Dans la flopée de titres parus lors de la rentrée littéraire, je ne m’étais pas arrêté sur Les Lumières d’Oujda et je n’avais pas particulièrement entendu parler de ce livre, jusqu’à ce que ma libraire Marie-Odile ne me le recommande chaudement ! Je n’arrête pas de le dire, mais qu’est-ce qu’on ferait sans nos librairies ? Pour celles et ceux qui lisent ce blog (à vrai dire je me demande parfois si quelqu’un lit ces chroniques, où si je les écris pour la postérité de ma mémoire défaillante) et qui vivraient en Vendée où pas loin, l’auteur sera en lecture slash dédicace slash rencontre avec ses lecteurs à la librairie Agora à La Roche-sur-Yon le 14 octobre de 16h30 à 18h30. Il poursuivra cette rencontre en ville dans un café à partir de 19h15 pour celles et ceux qui n’auront pu assister à la rencontre en librairie.

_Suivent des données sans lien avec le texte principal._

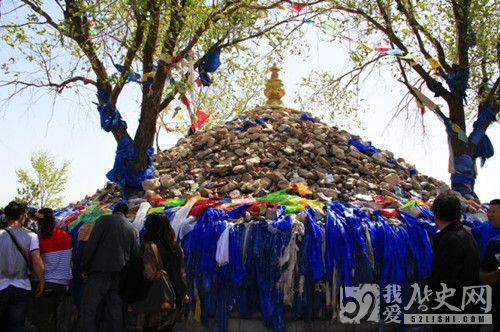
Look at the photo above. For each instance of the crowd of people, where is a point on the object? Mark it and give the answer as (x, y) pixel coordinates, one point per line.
(38, 268)
(37, 271)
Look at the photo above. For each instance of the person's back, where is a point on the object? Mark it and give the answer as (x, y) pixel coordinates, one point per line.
(456, 259)
(490, 264)
(56, 251)
(19, 257)
(13, 268)
(455, 262)
(110, 244)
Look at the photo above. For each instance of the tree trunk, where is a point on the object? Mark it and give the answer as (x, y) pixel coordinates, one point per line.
(144, 137)
(462, 163)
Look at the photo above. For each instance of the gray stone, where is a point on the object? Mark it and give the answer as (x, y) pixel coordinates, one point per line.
(167, 181)
(392, 179)
(151, 184)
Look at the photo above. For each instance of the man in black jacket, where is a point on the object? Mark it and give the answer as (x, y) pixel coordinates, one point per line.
(111, 244)
(455, 262)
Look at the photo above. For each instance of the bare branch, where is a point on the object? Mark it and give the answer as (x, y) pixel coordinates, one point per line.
(416, 28)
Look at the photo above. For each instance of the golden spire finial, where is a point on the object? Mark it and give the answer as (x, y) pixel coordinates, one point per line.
(274, 88)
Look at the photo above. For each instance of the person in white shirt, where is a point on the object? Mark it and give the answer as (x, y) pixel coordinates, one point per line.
(20, 257)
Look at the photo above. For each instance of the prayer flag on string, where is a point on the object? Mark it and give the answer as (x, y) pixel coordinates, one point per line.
(408, 56)
(365, 47)
(262, 13)
(297, 8)
(185, 101)
(329, 26)
(459, 131)
(201, 118)
(147, 76)
(394, 51)
(433, 63)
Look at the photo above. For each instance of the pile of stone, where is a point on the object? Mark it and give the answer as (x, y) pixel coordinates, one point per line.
(283, 148)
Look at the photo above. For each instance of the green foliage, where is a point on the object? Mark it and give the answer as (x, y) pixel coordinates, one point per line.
(430, 25)
(63, 48)
(43, 184)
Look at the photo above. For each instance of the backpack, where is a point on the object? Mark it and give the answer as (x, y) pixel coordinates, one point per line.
(132, 286)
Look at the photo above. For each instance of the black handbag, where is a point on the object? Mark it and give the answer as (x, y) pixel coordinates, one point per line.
(160, 292)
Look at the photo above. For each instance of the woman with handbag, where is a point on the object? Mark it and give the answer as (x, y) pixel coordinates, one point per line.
(164, 267)
(55, 249)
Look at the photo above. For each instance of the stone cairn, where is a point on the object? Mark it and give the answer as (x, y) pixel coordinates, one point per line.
(267, 156)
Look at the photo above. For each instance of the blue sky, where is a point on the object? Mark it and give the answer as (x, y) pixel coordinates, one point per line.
(72, 133)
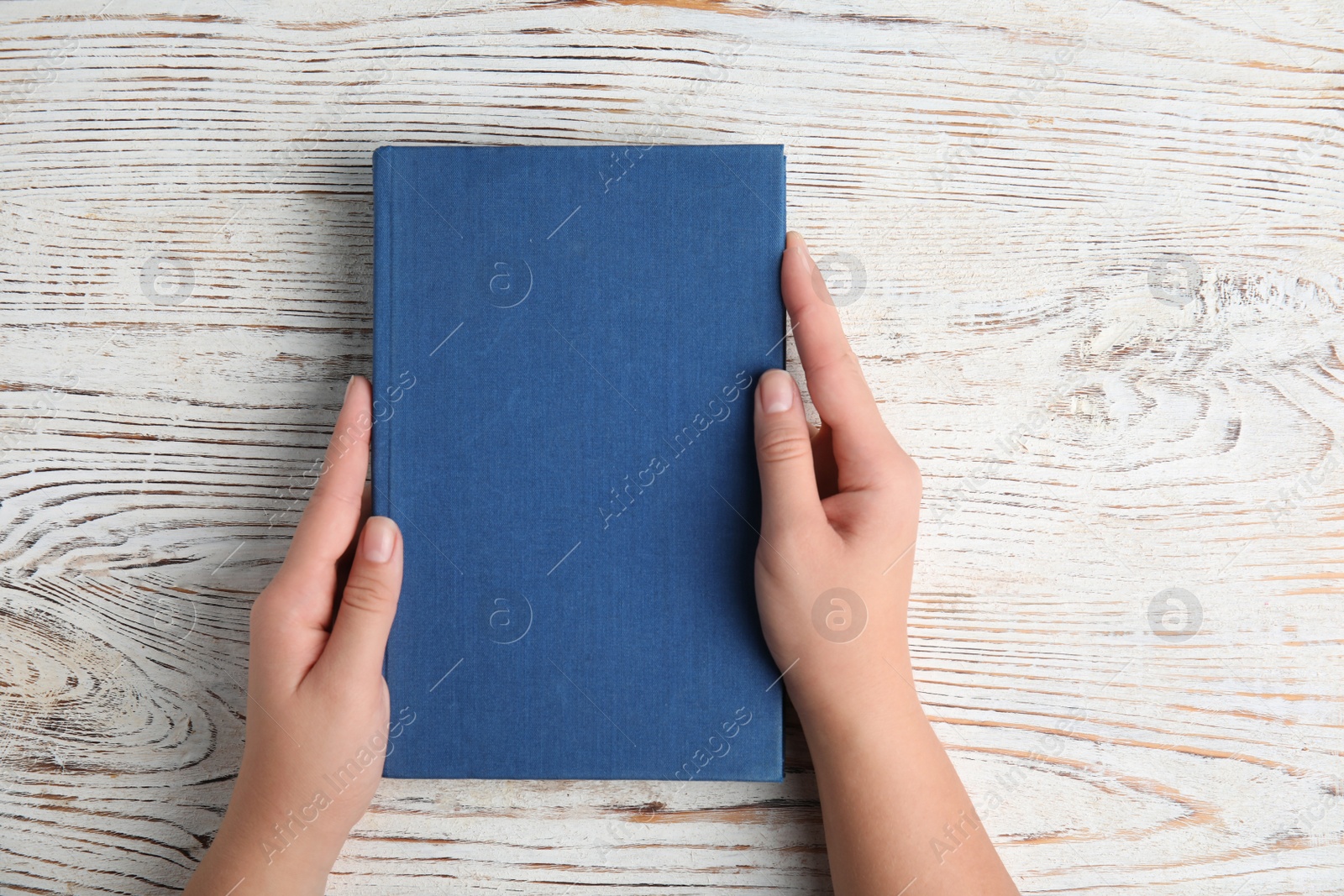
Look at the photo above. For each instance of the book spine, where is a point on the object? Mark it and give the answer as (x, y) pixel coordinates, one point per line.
(381, 457)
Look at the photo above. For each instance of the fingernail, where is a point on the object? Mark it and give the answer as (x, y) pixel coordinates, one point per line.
(380, 539)
(776, 392)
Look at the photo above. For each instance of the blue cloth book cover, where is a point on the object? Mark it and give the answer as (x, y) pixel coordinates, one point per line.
(566, 347)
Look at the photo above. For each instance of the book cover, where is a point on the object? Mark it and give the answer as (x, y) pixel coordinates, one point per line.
(566, 347)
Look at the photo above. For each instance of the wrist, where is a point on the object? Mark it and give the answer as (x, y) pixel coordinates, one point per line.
(275, 855)
(864, 689)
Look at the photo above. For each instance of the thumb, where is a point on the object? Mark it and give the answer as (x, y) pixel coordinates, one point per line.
(784, 456)
(369, 604)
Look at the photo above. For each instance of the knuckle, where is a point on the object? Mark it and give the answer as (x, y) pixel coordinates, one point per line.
(363, 593)
(783, 445)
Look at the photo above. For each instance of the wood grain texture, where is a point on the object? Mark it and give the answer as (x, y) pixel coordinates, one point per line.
(1089, 251)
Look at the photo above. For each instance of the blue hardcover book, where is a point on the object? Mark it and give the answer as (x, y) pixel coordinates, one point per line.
(566, 347)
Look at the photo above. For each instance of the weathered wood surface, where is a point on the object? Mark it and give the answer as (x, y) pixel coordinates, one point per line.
(1100, 297)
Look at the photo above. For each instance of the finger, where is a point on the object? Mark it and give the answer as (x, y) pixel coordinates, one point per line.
(367, 606)
(331, 519)
(835, 379)
(784, 456)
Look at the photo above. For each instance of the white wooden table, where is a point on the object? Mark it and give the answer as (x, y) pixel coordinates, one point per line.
(1089, 250)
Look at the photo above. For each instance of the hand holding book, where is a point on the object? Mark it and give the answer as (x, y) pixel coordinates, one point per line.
(833, 571)
(318, 705)
(840, 506)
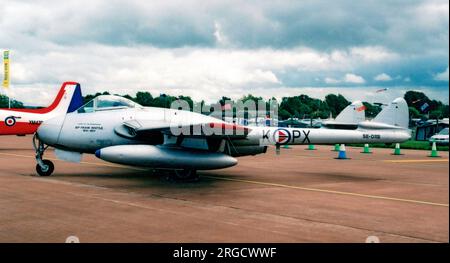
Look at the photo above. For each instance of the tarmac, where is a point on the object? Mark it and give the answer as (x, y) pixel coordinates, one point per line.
(298, 196)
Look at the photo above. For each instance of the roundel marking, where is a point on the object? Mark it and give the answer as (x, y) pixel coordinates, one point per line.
(10, 121)
(281, 136)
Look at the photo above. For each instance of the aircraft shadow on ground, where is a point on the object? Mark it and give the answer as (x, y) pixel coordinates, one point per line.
(122, 178)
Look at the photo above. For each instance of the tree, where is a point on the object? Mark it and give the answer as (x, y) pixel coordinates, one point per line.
(144, 98)
(414, 113)
(336, 103)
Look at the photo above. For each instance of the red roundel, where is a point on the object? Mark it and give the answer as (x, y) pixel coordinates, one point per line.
(10, 121)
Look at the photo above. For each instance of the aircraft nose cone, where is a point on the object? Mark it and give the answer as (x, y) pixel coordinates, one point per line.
(48, 131)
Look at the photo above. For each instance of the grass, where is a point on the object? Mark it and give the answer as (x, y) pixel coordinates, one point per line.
(411, 144)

Mais bon, revenons-en à ce livre. Si vous ne l’avez jamais feuilleté, sachez qu’il est écrit comme rarement, à savoir dans un mélange de slam et de littérature. C’est original, ça donne une certaine poésie à la lecture, une mélodie très particulière et pour ce roman aussi, je me suis parfois surpris à lire à voix haute dans mon salon. J’avais même pensé, sur la fin de ma lecture, à écrire une chronique sous la même forme, mais j’en suis malheureusement bien incapable.

Un livre,
Unique
Un livre,
Magique
Un livre qui,
Parle de ceux qui,
Fuyant la misère et la guerre, voient
Leurs rêves se noyer dans,
La mer.

Bref, c’est difficile. Un livre sur l’exil et l’espoir, mais surtout un livre sur l’amour, l’amour des femmes, l’amour d’une femme en particulier. Il y est question des migrants, des réfugiés, ces « fugees » qui nous accompagnent pendant toute la lecture sans avoir beaucoup la parole malheureusement, pour lesquels le narrateur traverse les pays de conférence en conférence pour arracher des accords, des financements, des promesses. Des solutions, pour éviter ces milliers de morts face auxquels on choisit tous de tourner la tête pudiquement, dans une glaciale indifférence.

Pourquoi on part ?
Parce qu’on a grandi du côté de la nuit sombre
Privé du soleil de la tendresse
Et qu’on pense avoir droit, nous aussi,
À la lumière du jour, ou tout au moins à son ombre

Le récit est assez vite lu, j’ai aimé les rythmes différents selon les chapitres. Ceux, mélodieux et aériens, oscillants entre la musique et la poésie, et ceux qui, d’un bloc condensé, me surprenaient quand je tombais nez à nez face à eux, pensant que j’allais avoir un mal fou à gravir ces chapitres compacts mais pour autant aussi agréables à lire. Dans l’ensemble, c’est une belle lecture, mais j’ai parfois été un peu perdu dans les lieux, et j’avoue ne pas avoir saisi avec exactitude le parcours du personnage principal. Un roman étonnant qui m’a permis de découvrir un auteur délicieux à écouter et à lire !

Les Lumières d’Oujda, de Marc Alexandre Oho Bambe, un roman publié le 19 août 2020 aux éditions Calmann-Lévy.